With a new superintendent at the helm, the Tullahoma City Schools Board of Education has officially adopted a new vision and mission statement for the district.
At a November board retreat, members of the school board, along with the new Director of Schools John Carver, spent hours discussing where they wanted to take the students of Tullahoma in the future.
According to Carver, he and the board took stock of where the district currently is and where it needs to go for about four hours before refining that vision into a mission statement that encompasses the board’s wishes for Tullahoma students.
“Tullahoma City Schools (TCS) exist to provide challenging and innovative experiences that support each student’s academic, social and emotional development, preparing them to live with integrity and a sustained passion for learning,” says the new mission statement for the district.
The board adopted the new mission statement with a unanimous vote at its Monday, Nov. 26 meeting, with Carver showing enthusiasm for the new direction the district was going to take.
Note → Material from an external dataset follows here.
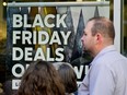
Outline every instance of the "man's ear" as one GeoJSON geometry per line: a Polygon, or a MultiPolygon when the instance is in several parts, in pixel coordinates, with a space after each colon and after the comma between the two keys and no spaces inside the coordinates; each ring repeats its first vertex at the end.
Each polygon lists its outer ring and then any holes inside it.
{"type": "Polygon", "coordinates": [[[100,33],[96,33],[96,41],[102,43],[102,40],[103,40],[102,35],[100,33]]]}

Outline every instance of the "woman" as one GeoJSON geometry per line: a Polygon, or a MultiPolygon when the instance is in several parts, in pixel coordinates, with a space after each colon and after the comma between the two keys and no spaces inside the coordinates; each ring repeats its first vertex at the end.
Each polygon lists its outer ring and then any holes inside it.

“This would be the foundation from which everything that we do going forward can build on,” Carver said.
Carver said the key to the mission statement was the idea about children’s passions – citing Nutrition Director Angela Cardwell’s journey as an example.
Carver shared a video interview he had with Cardwell in which she explained her passion for food service and serving her community as a teenager.
In the video, Cardwell explains she decided to forgo getting a doctorate in physical therapy in favor of following her passion for food service.
“I think the thing that’s important about that is she had a passion in high school for food service and for serving,” Carver said once the video concluded. “She went a different direction into college [but] ended up going back to what she was passionate about in the first place.”
The new mission statement “speaks to that” idea of leaning into students’ passions, he said.
“We need to identify the passion and the skills of every kid and get them situated so that they can chase that passion and also have a profession … and sustain the passion,” he said.
When students pursue and sustain their passions, they are more likely to be prepared to tackle the world, according to Carver.
Earlier this month, Carver said stoking the fire of each student’s individual interests will “empower them.”
“Planting in each child the desire to live with integrity, responsibility and sustaining passion for learning will empower our young people with the moral compass and grit to be a problem solver and a doer,” Carver said in an email to The News earlier this month.
Carver also lauded the district’s dedication to teaching to each child’s strengths, including their non-academic strengths.
“Few public school systems in Tennessee and beyond are bold enough to commit to supporting not only each child’s academic development, but also their social and emotional growth as well,” he said.